Dentista low cost Basta con i dental trips. Con oggi finisce l’esodo oltre frontiera per le cure dentistiche. Nasce anche in Italia la prima clinica odontoiatrica low cost, che aprirà a breve i battenti a Trento. Si tratta del Mirò Medical Dental Center, già operativo a Bolzano da marzo. La struttura è la stessa di quella altoatesina e nemmeno l’obiettivo cambia: offrire cure a prezzi più bassi grazie ad una équipe di 21 medici provenienti in buona parte dalla Germania e dall’Europa dell’est.

Esenzioni in aumento
Mentre infuria la polemica la Provincia di Trento non sembra voler rinunciare alla legge che garantisce le cure odontoiatriche gratis alle fasce sociali più deboli. "Rivedremo i rimborsi per i professionisti e i tempi di attesa per accedere agli studi privati, che ora sono di 180 giorni". L’annuncio è arrivato da Fulvio Campolongo, direttore dell’unità operativa Chirurgia Maxillo-Facciale del Santa Chiara e presidente del tavolo di lavoro che sta preparando le linee guida della legge provinciale.

La cooperativa dentisti
Tra le iniziative “meritevoli” anche «La Fenice - Dentalcoop», a breve operativa presso il Centro Polo Ovest, di viale della Repubblica 220/E a Treviso. Si tratta della prima cooperativa odontoiatrica del Veneto e consente ai soci un risparmio del 30-35%, con percentuali superiori ai pensionati. L’obiettivo? Offrire una soluzione economica per le cure dentali, anche a fronte della «fuga» di pazienti in Croazia.

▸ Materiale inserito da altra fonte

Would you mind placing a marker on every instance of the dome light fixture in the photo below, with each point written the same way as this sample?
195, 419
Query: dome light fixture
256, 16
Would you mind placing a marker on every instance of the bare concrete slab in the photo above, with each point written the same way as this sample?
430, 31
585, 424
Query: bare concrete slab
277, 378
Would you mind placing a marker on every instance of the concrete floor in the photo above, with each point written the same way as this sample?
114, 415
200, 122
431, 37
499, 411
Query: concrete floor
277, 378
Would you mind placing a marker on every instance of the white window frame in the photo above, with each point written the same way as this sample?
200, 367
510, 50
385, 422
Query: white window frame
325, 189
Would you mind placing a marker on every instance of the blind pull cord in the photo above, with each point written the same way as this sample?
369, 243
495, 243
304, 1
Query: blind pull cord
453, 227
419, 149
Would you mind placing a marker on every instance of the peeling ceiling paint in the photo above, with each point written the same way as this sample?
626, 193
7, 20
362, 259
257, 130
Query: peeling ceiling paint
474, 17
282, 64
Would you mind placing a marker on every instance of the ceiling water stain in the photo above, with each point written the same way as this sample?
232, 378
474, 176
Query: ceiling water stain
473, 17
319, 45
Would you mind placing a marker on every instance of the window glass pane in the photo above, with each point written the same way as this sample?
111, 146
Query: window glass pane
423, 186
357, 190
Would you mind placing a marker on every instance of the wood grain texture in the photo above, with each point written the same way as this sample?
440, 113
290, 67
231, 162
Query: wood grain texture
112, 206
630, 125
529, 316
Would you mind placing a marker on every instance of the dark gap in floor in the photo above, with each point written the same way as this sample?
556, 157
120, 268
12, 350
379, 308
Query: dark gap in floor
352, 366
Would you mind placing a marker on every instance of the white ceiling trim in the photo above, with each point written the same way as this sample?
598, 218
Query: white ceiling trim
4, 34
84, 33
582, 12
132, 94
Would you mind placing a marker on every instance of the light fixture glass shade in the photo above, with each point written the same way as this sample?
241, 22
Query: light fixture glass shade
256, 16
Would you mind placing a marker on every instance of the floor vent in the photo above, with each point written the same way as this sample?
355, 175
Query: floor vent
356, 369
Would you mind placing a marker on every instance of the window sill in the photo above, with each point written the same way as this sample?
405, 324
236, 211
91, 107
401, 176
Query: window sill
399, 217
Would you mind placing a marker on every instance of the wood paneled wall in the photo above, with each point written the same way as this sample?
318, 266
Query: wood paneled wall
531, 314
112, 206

La cooperativa, di cui fanno parte 16 dentisti, ha firmato in questi giorni una convenzione con il sindacato Spi pensionati della Cgil e aderisce alla Lega delle cooperative del Veneto.

Per poter usufruire del servizio è necessario essere soci, il che comporta il pagamento di una tessera di 25 euro. Per chi invece è iscritto alla Cgil o è un pensionato della Spi Cgil non è necessario il tesseramento: l’anziano può usufruire di sconti ancora maggiori rispetto a quelli garantiti normalmente. I 16 medici dello studio sono tutti liberi professionisti che, nel tempo libero, a turno, garantiscono il servizio 6 giorni su 7. Ma come fa la cooperativa ad applicare prezzi inferiori rispetto ai privati? Sfruttando l’economia di scala, ovvero abbattendo i costi fissi, come l’affitto dell’immobile, quelli per il personale amministrativo e l’assistenza, che in uno studio di 16 persone vengono ottimizzati.